As urged last year on this site : “why is Charlie Parker so interesting in 2019, even if you are not deeply into either the alto saxophone or the story of modern jazz? … The shortest answer, I think, is just that Charlie Parker (1920–1955) is at least one of the great antidotes modern American culture has, to the at once destructive and retrogressive fake political philosophy of Donald Trump — who apparently to his own as much as many others’ astonishment is now serving as President of the USA today.”

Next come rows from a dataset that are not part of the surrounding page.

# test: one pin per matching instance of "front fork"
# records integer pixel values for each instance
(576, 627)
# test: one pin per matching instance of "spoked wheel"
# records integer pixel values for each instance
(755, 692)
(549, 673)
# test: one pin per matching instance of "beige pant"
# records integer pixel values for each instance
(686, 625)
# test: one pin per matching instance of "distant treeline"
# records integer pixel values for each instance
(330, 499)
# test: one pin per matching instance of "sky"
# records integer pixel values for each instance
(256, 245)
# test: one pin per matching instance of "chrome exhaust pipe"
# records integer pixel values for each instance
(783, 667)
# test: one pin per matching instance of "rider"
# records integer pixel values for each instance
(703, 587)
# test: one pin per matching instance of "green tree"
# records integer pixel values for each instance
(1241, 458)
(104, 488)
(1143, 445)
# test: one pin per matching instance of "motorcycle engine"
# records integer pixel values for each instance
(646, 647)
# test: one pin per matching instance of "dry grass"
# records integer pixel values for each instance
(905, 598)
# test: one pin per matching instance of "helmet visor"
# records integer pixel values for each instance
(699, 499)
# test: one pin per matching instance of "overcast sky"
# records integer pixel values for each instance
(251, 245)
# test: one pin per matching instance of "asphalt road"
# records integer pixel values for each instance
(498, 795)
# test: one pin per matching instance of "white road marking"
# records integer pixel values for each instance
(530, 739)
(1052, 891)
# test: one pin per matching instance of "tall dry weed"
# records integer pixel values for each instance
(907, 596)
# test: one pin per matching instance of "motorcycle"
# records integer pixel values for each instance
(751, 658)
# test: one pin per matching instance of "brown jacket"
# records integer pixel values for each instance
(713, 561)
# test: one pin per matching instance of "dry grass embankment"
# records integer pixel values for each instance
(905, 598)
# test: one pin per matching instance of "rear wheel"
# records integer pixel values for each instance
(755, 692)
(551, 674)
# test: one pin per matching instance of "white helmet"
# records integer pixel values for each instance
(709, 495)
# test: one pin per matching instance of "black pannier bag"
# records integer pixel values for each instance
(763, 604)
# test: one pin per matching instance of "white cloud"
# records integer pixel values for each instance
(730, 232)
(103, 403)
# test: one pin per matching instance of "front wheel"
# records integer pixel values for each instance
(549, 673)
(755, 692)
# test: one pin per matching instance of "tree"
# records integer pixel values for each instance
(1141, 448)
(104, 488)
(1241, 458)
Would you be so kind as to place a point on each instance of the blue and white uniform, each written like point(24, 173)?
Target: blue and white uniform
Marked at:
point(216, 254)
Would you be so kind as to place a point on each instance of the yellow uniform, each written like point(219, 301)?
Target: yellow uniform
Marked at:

That is also the voice I thought I heard Wynton Marsalis raising on Bill Maher’s August 28, 2020 TV show. To me it’s a very welcome voice in the current debate about what democracy in America really means, all so dramatically pointed towards the world-class US election on November 3. And it seems somehow appropriate that it was raised in public on the day before the 100th anniversary of the birth of the Charles Parker Jr. from Kansas City, who moved to New York and largely invented modern jazz.